Thursday, November 19, 2020

men washing the dishes in the early 1950s

One thing that must have completely baffled readers of Flook in North America in the early 1950s must have been the way that there is no sequence in which anyone washes dishes. Looking occasionally at the comics pages (which are freakin' sumptuous, by the way)* of the various papers I've been sourcing those Flooks from, there are really two kinds of comic strip: soap opera/adventure/melodrama strips (I really want to go back and read the Little Orphan Annie strips from that time, it's one of those 'Annie loses her memory' storylines I like) and strips about people being made to wash dishes.

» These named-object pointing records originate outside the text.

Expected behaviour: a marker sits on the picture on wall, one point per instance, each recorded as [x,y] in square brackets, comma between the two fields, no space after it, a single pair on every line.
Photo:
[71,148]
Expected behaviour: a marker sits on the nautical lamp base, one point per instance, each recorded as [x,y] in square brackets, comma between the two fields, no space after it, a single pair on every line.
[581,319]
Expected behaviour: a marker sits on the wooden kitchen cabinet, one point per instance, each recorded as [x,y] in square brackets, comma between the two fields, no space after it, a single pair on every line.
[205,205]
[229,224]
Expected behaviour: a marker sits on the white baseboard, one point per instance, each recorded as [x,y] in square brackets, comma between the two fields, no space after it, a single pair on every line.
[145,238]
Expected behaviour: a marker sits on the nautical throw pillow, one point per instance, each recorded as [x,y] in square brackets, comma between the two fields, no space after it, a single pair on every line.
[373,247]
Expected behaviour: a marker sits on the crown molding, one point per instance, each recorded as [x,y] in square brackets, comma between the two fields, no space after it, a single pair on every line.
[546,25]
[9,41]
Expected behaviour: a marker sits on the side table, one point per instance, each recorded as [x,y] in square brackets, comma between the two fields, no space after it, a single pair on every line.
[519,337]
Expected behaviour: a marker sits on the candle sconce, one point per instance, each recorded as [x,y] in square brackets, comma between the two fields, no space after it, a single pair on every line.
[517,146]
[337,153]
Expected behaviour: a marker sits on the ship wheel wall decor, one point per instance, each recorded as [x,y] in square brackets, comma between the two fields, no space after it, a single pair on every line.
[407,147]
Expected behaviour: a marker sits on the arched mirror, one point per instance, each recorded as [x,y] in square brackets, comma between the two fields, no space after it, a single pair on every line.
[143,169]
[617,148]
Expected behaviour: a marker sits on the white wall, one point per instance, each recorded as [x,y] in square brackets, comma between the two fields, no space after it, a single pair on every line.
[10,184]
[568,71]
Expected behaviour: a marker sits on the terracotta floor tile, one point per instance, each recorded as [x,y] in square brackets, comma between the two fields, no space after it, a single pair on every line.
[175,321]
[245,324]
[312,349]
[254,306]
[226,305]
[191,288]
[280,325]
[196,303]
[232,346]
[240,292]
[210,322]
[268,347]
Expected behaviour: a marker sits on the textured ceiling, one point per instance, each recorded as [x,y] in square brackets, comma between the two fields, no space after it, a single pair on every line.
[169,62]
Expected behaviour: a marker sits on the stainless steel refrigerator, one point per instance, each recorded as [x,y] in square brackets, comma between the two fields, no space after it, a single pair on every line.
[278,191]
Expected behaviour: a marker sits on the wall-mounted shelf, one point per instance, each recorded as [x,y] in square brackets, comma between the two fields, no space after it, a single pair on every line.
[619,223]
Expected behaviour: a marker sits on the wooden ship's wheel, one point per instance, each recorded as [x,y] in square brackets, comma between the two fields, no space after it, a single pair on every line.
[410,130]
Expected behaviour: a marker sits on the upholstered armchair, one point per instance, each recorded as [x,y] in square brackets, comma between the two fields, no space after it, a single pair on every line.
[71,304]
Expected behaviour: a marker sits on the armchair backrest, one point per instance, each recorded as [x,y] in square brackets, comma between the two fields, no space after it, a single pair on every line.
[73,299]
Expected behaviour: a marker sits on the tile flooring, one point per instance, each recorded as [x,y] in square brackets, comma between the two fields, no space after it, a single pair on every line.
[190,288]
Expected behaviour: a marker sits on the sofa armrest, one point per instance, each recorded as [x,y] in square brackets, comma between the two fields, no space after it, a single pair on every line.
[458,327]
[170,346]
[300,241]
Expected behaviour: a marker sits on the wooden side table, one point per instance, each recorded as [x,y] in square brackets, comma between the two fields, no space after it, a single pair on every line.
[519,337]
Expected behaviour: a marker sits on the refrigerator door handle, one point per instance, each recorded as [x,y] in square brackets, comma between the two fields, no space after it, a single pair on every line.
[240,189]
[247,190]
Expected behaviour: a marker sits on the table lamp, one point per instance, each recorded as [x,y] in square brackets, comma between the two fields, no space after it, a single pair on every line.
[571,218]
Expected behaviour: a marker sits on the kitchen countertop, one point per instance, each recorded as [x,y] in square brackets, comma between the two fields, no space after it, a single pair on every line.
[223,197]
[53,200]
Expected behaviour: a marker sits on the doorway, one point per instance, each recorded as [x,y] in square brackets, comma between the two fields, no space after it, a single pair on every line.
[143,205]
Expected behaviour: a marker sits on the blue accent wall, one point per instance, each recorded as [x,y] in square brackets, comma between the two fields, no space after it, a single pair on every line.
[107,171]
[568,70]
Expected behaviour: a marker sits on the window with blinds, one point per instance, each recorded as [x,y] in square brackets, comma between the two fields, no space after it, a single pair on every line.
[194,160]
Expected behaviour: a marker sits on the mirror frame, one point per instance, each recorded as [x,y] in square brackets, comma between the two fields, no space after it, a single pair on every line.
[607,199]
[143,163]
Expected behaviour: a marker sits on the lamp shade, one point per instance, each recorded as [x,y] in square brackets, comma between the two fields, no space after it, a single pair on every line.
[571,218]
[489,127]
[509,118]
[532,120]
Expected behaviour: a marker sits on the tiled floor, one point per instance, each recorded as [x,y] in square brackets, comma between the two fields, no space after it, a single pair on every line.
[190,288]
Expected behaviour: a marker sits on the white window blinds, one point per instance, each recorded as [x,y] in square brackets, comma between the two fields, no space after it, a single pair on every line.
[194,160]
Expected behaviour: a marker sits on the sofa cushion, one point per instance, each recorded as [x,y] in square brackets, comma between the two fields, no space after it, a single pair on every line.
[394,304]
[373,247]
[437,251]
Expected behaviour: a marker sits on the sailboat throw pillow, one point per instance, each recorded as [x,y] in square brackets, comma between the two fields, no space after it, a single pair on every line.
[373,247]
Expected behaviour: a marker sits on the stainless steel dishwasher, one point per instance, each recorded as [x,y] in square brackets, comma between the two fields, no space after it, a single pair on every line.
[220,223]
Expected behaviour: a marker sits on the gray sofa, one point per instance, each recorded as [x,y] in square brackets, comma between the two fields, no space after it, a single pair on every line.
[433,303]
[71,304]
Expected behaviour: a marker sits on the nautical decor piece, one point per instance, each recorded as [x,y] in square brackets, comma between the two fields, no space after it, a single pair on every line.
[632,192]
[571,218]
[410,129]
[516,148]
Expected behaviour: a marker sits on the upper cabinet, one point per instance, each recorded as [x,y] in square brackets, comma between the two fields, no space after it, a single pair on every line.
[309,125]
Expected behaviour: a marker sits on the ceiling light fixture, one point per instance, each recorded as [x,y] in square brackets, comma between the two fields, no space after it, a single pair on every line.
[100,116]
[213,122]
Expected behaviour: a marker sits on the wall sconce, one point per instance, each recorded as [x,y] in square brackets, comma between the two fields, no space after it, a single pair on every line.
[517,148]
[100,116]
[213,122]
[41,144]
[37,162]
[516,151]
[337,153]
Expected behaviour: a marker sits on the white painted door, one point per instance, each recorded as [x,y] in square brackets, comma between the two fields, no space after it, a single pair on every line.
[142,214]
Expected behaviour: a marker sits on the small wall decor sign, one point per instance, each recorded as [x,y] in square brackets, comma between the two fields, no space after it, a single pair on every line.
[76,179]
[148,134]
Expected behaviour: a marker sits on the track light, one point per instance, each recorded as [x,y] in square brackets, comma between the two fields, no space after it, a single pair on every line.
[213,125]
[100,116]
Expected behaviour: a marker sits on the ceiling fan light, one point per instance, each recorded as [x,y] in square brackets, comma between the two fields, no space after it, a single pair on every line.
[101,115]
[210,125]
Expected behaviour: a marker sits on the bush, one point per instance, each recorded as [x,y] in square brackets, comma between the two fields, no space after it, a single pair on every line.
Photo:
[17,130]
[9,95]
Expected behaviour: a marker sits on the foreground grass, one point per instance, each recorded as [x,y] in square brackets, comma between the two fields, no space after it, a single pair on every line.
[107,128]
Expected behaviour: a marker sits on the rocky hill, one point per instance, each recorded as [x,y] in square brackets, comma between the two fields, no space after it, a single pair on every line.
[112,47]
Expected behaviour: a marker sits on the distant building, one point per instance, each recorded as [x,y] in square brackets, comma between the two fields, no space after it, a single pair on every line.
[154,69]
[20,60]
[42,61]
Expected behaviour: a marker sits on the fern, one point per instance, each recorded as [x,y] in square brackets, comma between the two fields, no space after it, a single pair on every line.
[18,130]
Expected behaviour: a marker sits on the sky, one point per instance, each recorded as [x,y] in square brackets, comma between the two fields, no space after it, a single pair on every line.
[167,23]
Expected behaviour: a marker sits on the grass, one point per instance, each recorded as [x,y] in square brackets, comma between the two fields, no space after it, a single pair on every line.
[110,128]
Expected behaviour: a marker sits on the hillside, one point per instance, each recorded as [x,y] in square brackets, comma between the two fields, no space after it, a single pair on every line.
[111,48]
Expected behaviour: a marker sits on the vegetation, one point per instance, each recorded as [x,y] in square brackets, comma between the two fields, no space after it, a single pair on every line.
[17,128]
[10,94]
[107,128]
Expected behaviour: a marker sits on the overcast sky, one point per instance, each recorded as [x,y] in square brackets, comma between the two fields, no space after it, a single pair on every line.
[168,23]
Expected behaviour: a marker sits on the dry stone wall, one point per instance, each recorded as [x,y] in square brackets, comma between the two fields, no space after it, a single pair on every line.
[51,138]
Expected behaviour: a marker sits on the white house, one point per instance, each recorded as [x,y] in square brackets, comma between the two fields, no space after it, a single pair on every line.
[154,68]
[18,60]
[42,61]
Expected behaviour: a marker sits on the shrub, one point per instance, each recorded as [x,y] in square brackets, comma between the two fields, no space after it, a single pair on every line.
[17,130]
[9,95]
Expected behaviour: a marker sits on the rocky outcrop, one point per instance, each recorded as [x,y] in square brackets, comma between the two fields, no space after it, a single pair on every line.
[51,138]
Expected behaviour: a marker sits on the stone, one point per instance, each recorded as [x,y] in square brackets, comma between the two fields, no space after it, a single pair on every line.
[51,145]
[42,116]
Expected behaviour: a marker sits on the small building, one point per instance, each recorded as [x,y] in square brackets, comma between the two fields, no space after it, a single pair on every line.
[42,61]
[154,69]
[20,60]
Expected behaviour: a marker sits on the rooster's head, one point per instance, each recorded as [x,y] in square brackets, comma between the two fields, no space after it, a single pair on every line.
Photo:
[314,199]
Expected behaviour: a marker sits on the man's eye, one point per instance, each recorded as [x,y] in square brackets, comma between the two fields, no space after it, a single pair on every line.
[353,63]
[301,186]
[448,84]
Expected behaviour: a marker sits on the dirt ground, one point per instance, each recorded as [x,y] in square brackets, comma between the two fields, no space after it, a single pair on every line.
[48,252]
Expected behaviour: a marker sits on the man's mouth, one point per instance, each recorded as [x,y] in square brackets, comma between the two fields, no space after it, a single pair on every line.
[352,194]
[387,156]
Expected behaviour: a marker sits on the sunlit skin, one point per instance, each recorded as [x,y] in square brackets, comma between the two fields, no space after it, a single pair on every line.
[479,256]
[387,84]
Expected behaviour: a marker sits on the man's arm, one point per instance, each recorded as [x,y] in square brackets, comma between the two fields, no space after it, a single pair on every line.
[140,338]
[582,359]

In the hilariously topsy-turvy world of the funny pages, it's usually men who are forced to wash dishes, viz:

(The Flapdoodles, Ottawa Citizen 14 January 1952) 
I mean I think the main thing Mr. Flapdoodle has to be grateful for here is that he is not forced to wear an ostentatiously feminine apron, just a more or less standard one. When I was looking at the Philadelphia Inquirer for late '51 it seemed like every second Blondie strip was about Dagwood being made to wash dishes, but scientists have shown that is a misconception and in fact it's only 30%, the other strips being equally distributed between jokes around Dagwood in the bath or Blondie making Dagwood go downstairs to check if there's a burglar there. Overall, by the way, Blondie still holds up and in fact to my mind that strip is still, in 2020, often quite funny, in part because of the template set up in the thirties. The Flapdoodles - this is the only example I've seen - seems to be the result of an artist being told 'just read Blondie and then draw uglier versions of those people.' 

If I had my time over yes, I would do my PhD thesis on men being made to wash the dishes in mid-century comic strips but to be honest I'm not unhappy with the choices I made. 

21 November update: Natural order is restored in the 1 April 1952 instalment of Flook: 
...of which more anon. 


*One of the Canadian papers, was it the Vancouver one? had a Sunday comics section that was bigger than most comic books I've read, and the art was incredibly impressive, in the main.